Monday, Sep. 28, 1936
21-to-9
That the U. S. furnishes the world's best poloists is a notion as universal as were once the notions that the U. S. furnishes the best prizefighters, swimmers and tennis players. Last week, in full view of 38,000 witnesses including more top-line socialites than any other sports gathering of the year, this notion exploded with a dozen loud and startling cracks. The cracks were made by the mallets of four Argentine poloists knocking the ball through the goal posts four times in each of the last three chukkers of a game against the best team in the U. S. Score for Argentina when the game was over was 21-to-9--most one-sided result of a first-class International polo match on U. S. records.
At least 50% of polo are the "mounts," now bred so big and speedy that poloists have almost discarded the term "ponies." Main reason for Argentina's victory last week was the fact that the Argentine mounts, which are likely to bring record prices after the series, were not only better but more numerous.
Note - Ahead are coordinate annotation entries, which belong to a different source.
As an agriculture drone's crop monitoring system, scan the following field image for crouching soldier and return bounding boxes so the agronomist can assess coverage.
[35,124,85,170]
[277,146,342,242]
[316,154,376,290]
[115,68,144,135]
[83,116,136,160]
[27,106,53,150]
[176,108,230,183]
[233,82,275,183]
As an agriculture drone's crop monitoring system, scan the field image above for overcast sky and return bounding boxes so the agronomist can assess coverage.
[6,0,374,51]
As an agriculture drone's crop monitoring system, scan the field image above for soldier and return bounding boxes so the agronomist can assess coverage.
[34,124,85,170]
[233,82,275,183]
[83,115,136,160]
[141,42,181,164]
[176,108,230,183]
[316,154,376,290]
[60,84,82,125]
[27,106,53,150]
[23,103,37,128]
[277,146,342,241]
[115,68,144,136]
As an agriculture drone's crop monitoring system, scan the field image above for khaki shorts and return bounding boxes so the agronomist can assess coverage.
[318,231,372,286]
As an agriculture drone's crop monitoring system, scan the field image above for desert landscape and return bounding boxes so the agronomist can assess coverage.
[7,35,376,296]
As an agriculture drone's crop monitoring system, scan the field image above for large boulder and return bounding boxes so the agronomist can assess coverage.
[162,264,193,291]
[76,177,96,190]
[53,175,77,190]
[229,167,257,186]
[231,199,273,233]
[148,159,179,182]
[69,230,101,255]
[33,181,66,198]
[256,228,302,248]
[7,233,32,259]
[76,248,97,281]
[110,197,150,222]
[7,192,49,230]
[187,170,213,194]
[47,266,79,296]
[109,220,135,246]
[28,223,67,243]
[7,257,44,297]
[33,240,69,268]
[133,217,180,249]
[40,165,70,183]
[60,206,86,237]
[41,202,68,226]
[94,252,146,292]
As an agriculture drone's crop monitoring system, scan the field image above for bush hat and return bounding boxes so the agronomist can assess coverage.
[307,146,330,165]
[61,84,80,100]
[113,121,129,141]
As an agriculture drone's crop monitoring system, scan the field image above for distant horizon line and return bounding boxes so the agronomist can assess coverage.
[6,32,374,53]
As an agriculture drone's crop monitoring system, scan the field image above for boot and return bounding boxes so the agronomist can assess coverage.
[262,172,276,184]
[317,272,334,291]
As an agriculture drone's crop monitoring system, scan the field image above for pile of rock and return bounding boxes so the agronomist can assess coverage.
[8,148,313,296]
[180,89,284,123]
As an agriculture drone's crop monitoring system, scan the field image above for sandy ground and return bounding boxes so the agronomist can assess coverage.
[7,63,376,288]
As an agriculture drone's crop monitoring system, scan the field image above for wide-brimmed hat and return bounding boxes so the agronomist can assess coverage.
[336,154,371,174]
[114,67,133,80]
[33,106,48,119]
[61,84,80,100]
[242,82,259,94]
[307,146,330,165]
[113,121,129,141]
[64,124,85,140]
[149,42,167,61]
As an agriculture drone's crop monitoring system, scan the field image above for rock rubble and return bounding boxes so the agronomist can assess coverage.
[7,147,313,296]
After the fourth chukker, when the score was tied at 8-all, the U. S. team--Bostwick, Balding. Hitchcock, Whitney--began, as is customary, to use ponies that had already played a chukker. The Argentines--Duggan, Cavanagh, Gazzotti, Andrada--used fresh ones throughout the second half.
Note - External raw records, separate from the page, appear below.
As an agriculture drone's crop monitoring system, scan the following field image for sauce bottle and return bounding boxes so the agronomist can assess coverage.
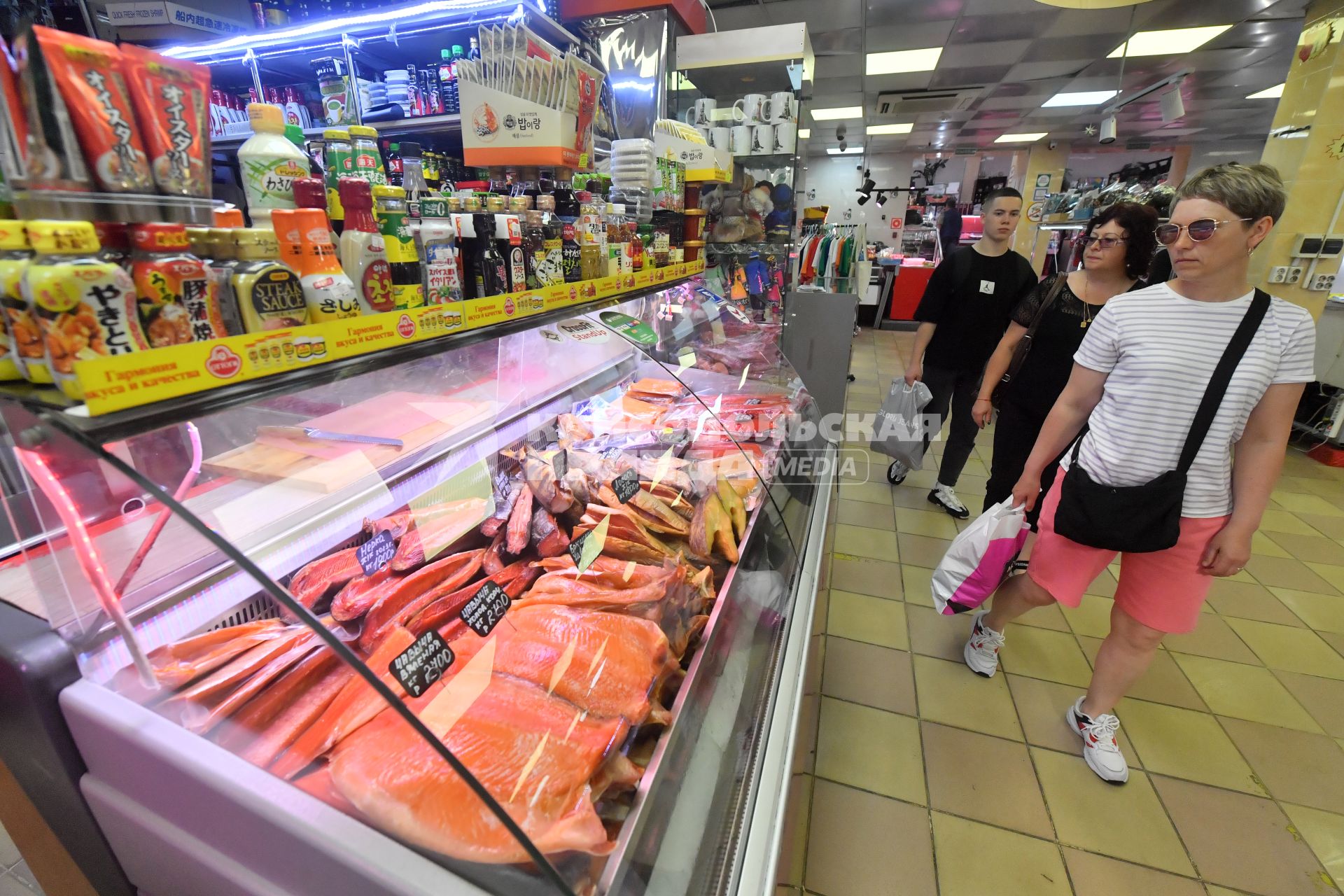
[323,127,355,234]
[130,224,228,348]
[276,208,360,323]
[340,177,396,313]
[372,187,425,310]
[230,227,308,333]
[0,220,34,380]
[20,220,146,398]
[238,102,309,227]
[421,197,462,305]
Last week's game, by an agreement made last spring to save the trouble of test matches to choose an International team, was not, properly speaking between Argentina and the U. S. It was between Argentina and Greentree, winner of the U. S. Open Championship, in which the best poloists in the U. S. were distributed among half a dozen teams. Main chance to restore U. S. faith in its poloists seemed last week to depend on whether substitutions--specifically, Winston Guest for John Hay Whitney at Back and Stewart Iglehart for Gerald Balding at No. 2-- could be made before the next game in the two-out-of-three series. What Argentina's reaction to such a move would be was promptly indicated by Lieut.-Colonel Enrique Padilla of the Argentine Polo Association when he heard of the proposal in Buenos Aires. Said he: "May I say a revision of the Greentree team would be equivalent to this situation: I agree to sell you a house at a certain price, then tell you the price has been changed."